Wie war das von gestern? Cafuné. Ich schreibe es schnell auf. Die Finger durch die Haare von jemandem fahren, den man liebt.
Den man liebt? Ich stocke und sehe auf die letzten Zeilen, die ich gerade geschrieben habe. Wollte Henry mir damit sagen, dass er mich liebt? Oder war das nur, weil es eben die Wortbedeutung ist und er den Moment mit mir geliebt hat? Erwartet er von mir, dass ich etwas darauf erwidere? Was soll ich darauf erwidern? Soll ich ihn erst darauf ansprechen?

Ich ertappe mich selbst, wie ich mich wieder in meinem Gedankenkarussell verstricke und atme tief ein und aus. Henry soll mich nicht auf dem Badezimmerboden vorfinden, wenn er aufwacht. Das ist nicht richtig. Ich möchte, dass es ihm gut geht. Dass er glücklich ist und so viel lacht und plappert, wie es geht. Ist das Liebe? Ich habe noch nie jemanden geliebt. Ich weiß es nicht. Sicherlich liebe ich meine Schwester und meine Eltern, aber ich verstehe, dass das eine andere Art von Liebe ist.

Ein leises Klopfen an der Tür mit den Worten „Roomservice" reißt mich aus meinen Gedanken. Schnell tapse ich zur Tür und bemerke erst, als ich sie öffne, dass ich ja nur meine graue Boxershorts trage. Augenblicklich wird mein Gesicht heiß und ich versuche, mich hinter der Tür zu verstecken.
Im Gang steht ein junges, blondes Mädchen mit einem schwarzen Tablett. Vermutlich Helen vom Telefon. Zumindest lässt ihr Namensschild das vermuten, denn darauf steht ‚Helen, Auszubildende'.

„Guten Morgen, Mr. Page. Ein Latte Macchiato mit zwei Schuss Karamelsirup und ein schwarzer Kaffee mit einer Tüte Zucker", begrüßt sie mich freundlich.
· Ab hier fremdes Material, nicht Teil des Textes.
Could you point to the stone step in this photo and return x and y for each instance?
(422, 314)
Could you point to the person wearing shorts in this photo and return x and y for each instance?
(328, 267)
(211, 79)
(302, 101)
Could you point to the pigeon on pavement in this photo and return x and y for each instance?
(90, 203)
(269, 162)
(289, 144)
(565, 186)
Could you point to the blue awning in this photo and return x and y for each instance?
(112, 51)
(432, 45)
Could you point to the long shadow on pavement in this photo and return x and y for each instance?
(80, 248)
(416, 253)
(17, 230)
Ich sehe an ihren Augen, dass sie sich bemüht, nicht auf meinen nackten Oberkörper zu starren.
„D-Danke", flüstere ich und will ihr das Tablett abnehmen, aber kann die Tür nicht loslassen, da diese sonst zuschlägt.
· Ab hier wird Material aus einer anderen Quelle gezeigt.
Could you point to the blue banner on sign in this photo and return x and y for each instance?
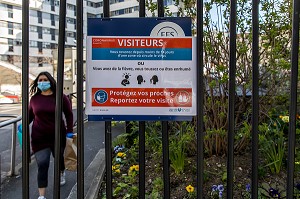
(104, 54)
(133, 26)
(137, 27)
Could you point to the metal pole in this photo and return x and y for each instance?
(108, 144)
(108, 160)
(232, 69)
(142, 127)
(13, 150)
(166, 168)
(200, 100)
(142, 175)
(165, 136)
(59, 97)
(293, 100)
(255, 96)
(25, 99)
(80, 112)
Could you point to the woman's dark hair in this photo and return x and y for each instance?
(35, 90)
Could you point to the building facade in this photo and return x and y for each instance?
(44, 28)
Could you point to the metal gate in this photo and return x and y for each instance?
(200, 110)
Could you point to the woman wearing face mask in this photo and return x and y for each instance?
(42, 113)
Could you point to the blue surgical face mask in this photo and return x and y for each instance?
(43, 86)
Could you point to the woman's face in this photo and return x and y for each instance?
(43, 78)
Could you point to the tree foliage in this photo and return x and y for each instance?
(275, 30)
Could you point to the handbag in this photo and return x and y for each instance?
(70, 154)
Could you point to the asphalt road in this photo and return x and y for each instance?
(11, 187)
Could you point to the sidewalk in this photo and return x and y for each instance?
(94, 166)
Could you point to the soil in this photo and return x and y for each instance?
(214, 173)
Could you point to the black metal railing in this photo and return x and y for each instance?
(200, 95)
(13, 122)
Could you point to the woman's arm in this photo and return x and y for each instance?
(67, 108)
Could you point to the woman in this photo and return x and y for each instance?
(42, 113)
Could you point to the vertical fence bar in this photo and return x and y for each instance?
(13, 150)
(80, 112)
(142, 126)
(165, 136)
(166, 169)
(293, 100)
(59, 96)
(232, 69)
(255, 96)
(108, 139)
(200, 100)
(142, 176)
(108, 160)
(25, 99)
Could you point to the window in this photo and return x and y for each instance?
(18, 26)
(40, 47)
(10, 42)
(46, 45)
(10, 25)
(33, 44)
(40, 16)
(10, 15)
(10, 48)
(46, 30)
(40, 32)
(40, 61)
(32, 28)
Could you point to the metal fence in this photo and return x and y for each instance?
(200, 110)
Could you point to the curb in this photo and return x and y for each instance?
(93, 176)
Helen scheint ein schlaues Köpfchen zu sein, denn sie lässt mit einer Hand das Tablett los, um die Tür zu halten, damit ich es ihr abnehmen kann. Sie lächelt freundlich.
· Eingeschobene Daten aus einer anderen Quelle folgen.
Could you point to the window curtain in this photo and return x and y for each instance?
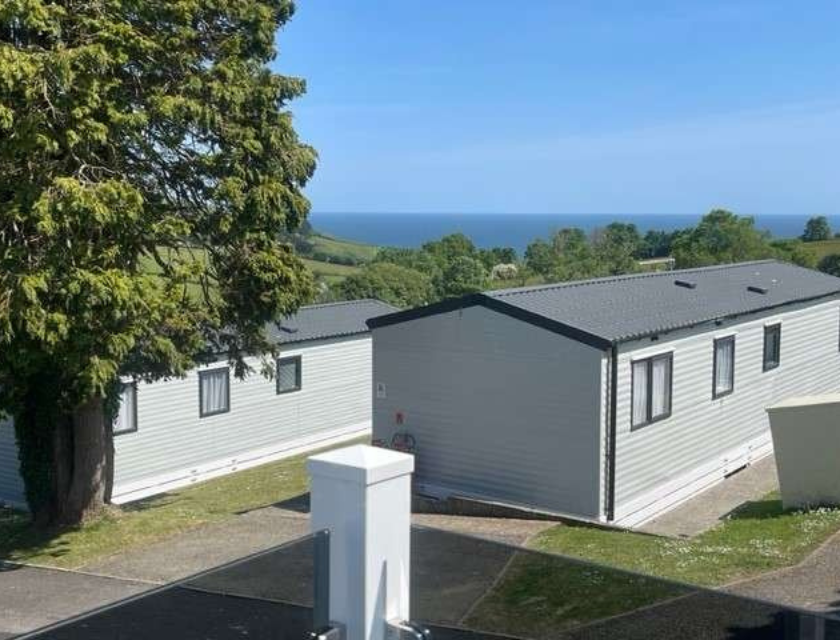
(661, 388)
(125, 420)
(640, 387)
(771, 346)
(214, 393)
(725, 362)
(287, 375)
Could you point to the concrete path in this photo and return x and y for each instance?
(706, 510)
(31, 597)
(812, 584)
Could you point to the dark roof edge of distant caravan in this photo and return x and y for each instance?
(328, 320)
(545, 305)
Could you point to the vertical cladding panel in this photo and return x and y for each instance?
(335, 393)
(701, 429)
(499, 408)
(11, 484)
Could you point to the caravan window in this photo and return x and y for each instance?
(724, 367)
(126, 419)
(651, 389)
(214, 392)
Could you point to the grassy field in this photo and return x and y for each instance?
(824, 248)
(329, 271)
(761, 536)
(157, 518)
(356, 251)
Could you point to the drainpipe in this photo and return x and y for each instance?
(611, 429)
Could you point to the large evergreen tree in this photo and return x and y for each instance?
(148, 169)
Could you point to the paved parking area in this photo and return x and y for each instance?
(31, 597)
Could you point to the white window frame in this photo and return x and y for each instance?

„Danke", wiederhole ich und nehme das Tablett aus ihrer Hand.
„Ich wünsche Ihnen einen schönen Tag, Mr. Page", flötet sie und ich nicke, mein Gesicht noch immer warm, als sich die Tür von allein schließt.

Ich stelle unseren Kaffee auf dem Schreibtisch ab und krabbele neben Henry auf das Bett. Ein Blick auf meine Uhr verrät, dass es schon nach zehn ist.
Ich streiche sanft durch sein wuscheliges Haar und denke dabei ‚Cafuné'.
„Guten Morgen", flüstere ich und er regt sich langsam. Verschlafen blinzelt er mich an und ich lächele.
„Hi", sage ich und muss wieder stolz grinsen. „Ich habe uns Kaffee bestellt", kündige ich an.
Henry dreht seinen Kopf auf die andere Seite und murmelt mürrisch: „Ich will keinen Kaffee."